How Should Sellers Handle Multiple Offers On The Same Property At The Same Time?


I represent the Seller. The home has been listed for about a week.  Over the weekend, I received multiple offers on the home.

Do I need to present all of the offers to the seller or just pick out the best one and submit it to the Seller?

If the Seller wants to respond to all offers, what should I do?

Help!! How do I handle this situation?


According to Louisiana Revised Statutes 9:3893, a real estate agent has a duty to “timely present all offers to and from the client.”  So, you need to submit all offers to the Seller.

However, all real estate agents must keep in mind, “You can’t sell the same house to two, different Buyers at the same time.”  So, you need to advise the Seller that in response to the multiple offers, the Seller should not submit multiple counter-offers to multiple Buyers at the same time.  (If the Seller attempts to negotiate two counter-offers at the same time, the Seller could be faced with two contracts on the same property.  This would not be good!).

The prohibition against submitting multiple counter-offers on the same property to multiple buyers is discussed in the case entitled, Markovich vs. Prudential Gardner Realtors, et al,  2010 CA 1886 (La. App. 1 Cir. 7/1/2011).  (Although Markovich was not designated for publication, it gives us an idea of how Louisiana Courts feel about signing multiple contracts on the same piece of property).

In Markovich, Seller’s real estate broker received two offers from two, different buyers on the Seller’s property.  In response, the Seller’s real estate broker provided two counter-offers to each buyer giving each potential buyer nearly the same amount of time to respond.  Of course, both buyers accepted the counter-offers and litigation ensued.

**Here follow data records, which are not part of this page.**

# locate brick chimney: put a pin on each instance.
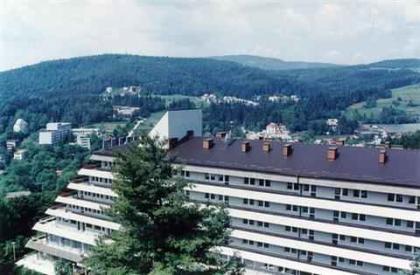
(208, 143)
(332, 153)
(266, 146)
(245, 146)
(287, 150)
(221, 135)
(383, 156)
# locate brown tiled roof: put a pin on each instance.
(307, 160)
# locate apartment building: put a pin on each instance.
(294, 208)
(54, 133)
(309, 209)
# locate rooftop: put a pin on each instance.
(402, 167)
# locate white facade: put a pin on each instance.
(281, 224)
(176, 124)
(54, 133)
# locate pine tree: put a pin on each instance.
(162, 232)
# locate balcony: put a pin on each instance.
(41, 244)
(51, 226)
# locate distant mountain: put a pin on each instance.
(267, 63)
(90, 75)
(408, 63)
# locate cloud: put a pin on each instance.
(340, 31)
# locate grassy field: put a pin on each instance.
(400, 99)
(170, 98)
(107, 126)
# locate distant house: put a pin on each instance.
(18, 194)
(20, 126)
(54, 133)
(11, 144)
(125, 111)
(19, 154)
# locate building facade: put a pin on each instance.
(310, 209)
(55, 133)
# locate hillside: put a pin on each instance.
(267, 63)
(157, 74)
(68, 89)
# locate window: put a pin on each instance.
(356, 193)
(412, 199)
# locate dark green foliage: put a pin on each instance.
(38, 171)
(63, 267)
(162, 233)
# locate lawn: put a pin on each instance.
(400, 99)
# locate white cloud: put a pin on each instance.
(340, 31)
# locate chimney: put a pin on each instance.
(172, 142)
(221, 135)
(266, 146)
(245, 146)
(383, 157)
(287, 150)
(208, 143)
(332, 153)
(339, 142)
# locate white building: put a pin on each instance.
(301, 209)
(55, 133)
(20, 126)
(83, 141)
(19, 154)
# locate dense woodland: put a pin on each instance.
(69, 90)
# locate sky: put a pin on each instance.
(335, 31)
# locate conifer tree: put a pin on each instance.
(162, 232)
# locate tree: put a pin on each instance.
(162, 231)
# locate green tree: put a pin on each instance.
(162, 232)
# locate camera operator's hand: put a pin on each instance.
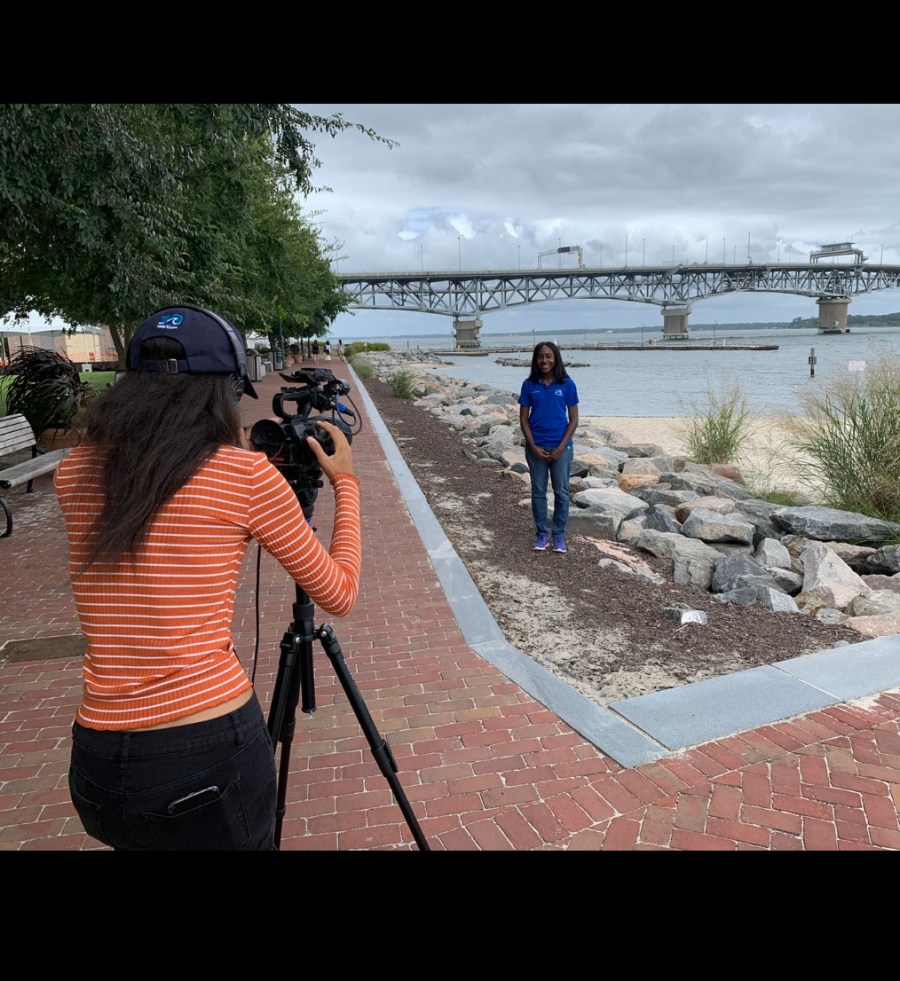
(341, 461)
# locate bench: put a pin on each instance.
(16, 434)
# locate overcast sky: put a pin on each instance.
(491, 186)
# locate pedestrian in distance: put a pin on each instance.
(548, 415)
(170, 748)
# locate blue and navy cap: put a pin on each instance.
(212, 345)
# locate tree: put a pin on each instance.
(108, 211)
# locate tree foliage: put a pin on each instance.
(108, 211)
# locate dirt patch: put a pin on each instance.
(602, 629)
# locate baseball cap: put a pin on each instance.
(212, 344)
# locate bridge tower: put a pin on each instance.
(675, 322)
(467, 334)
(833, 314)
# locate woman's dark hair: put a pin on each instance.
(559, 369)
(154, 431)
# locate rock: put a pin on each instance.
(810, 560)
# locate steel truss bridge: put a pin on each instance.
(473, 293)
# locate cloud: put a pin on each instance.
(494, 185)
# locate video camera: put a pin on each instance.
(284, 443)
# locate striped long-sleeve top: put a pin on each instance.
(159, 627)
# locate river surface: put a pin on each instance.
(662, 381)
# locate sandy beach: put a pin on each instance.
(765, 460)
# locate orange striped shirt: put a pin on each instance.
(159, 628)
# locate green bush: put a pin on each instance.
(403, 384)
(849, 436)
(47, 389)
(718, 427)
(362, 367)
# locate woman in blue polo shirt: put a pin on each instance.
(548, 415)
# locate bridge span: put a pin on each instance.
(467, 295)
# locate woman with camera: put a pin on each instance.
(170, 748)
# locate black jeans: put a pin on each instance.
(209, 786)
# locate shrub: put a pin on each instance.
(849, 436)
(718, 427)
(47, 389)
(403, 384)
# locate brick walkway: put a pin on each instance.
(484, 765)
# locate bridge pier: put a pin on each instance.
(466, 334)
(833, 314)
(675, 323)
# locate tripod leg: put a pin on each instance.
(380, 749)
(295, 674)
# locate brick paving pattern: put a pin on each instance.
(485, 767)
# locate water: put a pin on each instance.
(661, 382)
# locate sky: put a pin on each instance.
(492, 186)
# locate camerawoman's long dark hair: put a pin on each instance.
(154, 431)
(559, 369)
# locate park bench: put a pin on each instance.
(16, 434)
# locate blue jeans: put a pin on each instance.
(206, 786)
(558, 474)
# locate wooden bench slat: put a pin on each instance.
(21, 473)
(16, 434)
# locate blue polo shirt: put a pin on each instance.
(549, 409)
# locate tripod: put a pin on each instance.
(295, 677)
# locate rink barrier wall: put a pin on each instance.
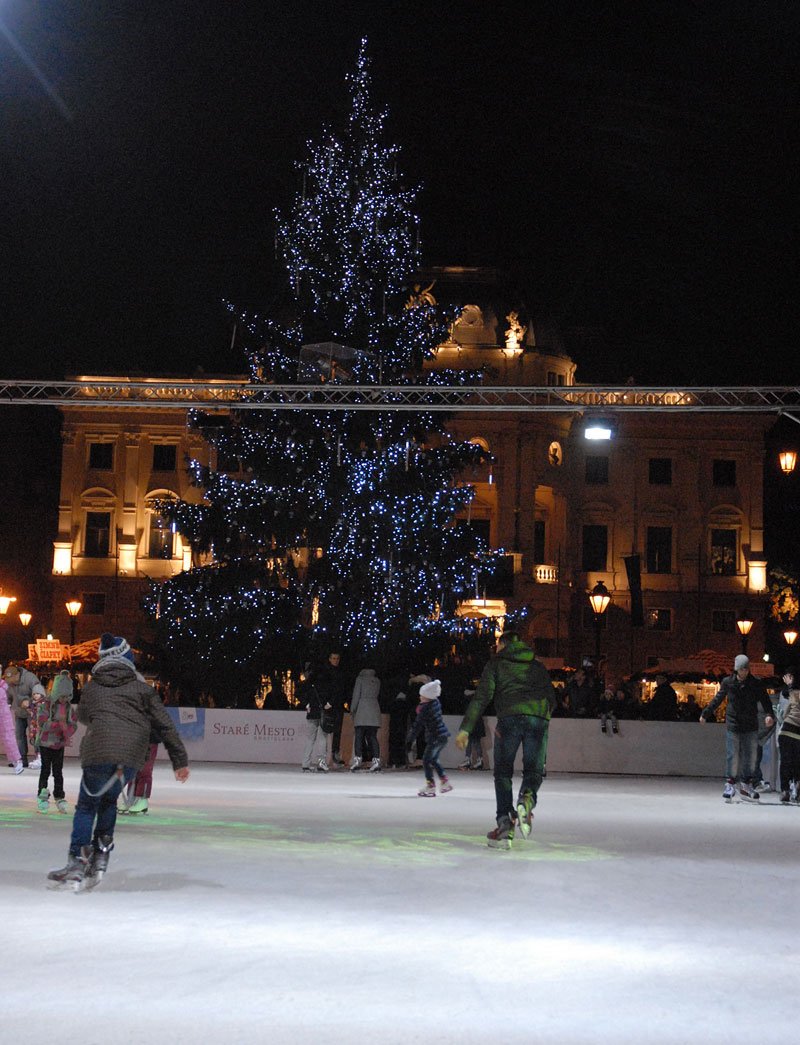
(574, 745)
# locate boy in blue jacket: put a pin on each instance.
(429, 719)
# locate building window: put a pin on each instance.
(596, 471)
(594, 555)
(724, 472)
(540, 547)
(94, 603)
(101, 456)
(162, 539)
(97, 534)
(659, 620)
(660, 471)
(723, 553)
(659, 550)
(164, 457)
(724, 621)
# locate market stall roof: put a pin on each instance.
(707, 664)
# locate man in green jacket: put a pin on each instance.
(523, 700)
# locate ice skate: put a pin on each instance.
(71, 875)
(502, 836)
(525, 814)
(748, 793)
(98, 863)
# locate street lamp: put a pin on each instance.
(787, 461)
(744, 626)
(598, 600)
(73, 608)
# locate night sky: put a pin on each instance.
(630, 164)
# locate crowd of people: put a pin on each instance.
(126, 720)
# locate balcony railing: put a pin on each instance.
(545, 573)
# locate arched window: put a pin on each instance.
(161, 531)
(97, 507)
(724, 541)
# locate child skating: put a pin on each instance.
(52, 723)
(7, 732)
(429, 721)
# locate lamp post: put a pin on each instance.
(73, 608)
(598, 600)
(744, 626)
(787, 461)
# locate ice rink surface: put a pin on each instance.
(261, 904)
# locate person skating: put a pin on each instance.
(331, 682)
(429, 722)
(118, 710)
(523, 698)
(24, 687)
(366, 711)
(744, 694)
(7, 730)
(789, 745)
(53, 722)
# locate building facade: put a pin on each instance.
(672, 501)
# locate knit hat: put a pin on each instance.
(62, 686)
(114, 648)
(430, 690)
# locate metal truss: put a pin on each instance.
(233, 394)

At trial, the real estate broker testified his real estate agent should not have forwarded two counter-offers on the same property to two, different buyers.

The Trial Court held that by forwarding two counter offers to two different buyers for the same piece of property, the real estate agent breached his fiduciary duty and the Trial Court awarded damages totaling in excess of $700,000.00 adverse to the real estate broker.

So, with all of the above being said, when faced with multiple offers, it might be best for the Seller to choose one of the below options:

  1.     Pick the best offer and negotiate with that particular Buyer; OR
  2.     Let all the potential Buyers know there are multiple offers on the Home and request the Buyers submit “Their Highest and Best” offer for the Seller to consider.


Please make your Seller aware that if he/she chooses option #2, he/she run the risk of some or all of the Buyers rescinding their Offers because they don’t want to get into a bidding war.

Additionally, and as a side note, a couple of years ago in Lafayette there was a “Counter-Offer” form being used wherein the Seller submitted multiple counter-offers to multiple Buyers but reserved the right to rescind at a later date any counter-offer even if the counter-offer was accepted by Buyer.  In response to the Markovich case, I think this form was removed from circulation in Lafayette.  If this form still exists, I DO NOT recommend using this form.  Brokers, please check your forms!!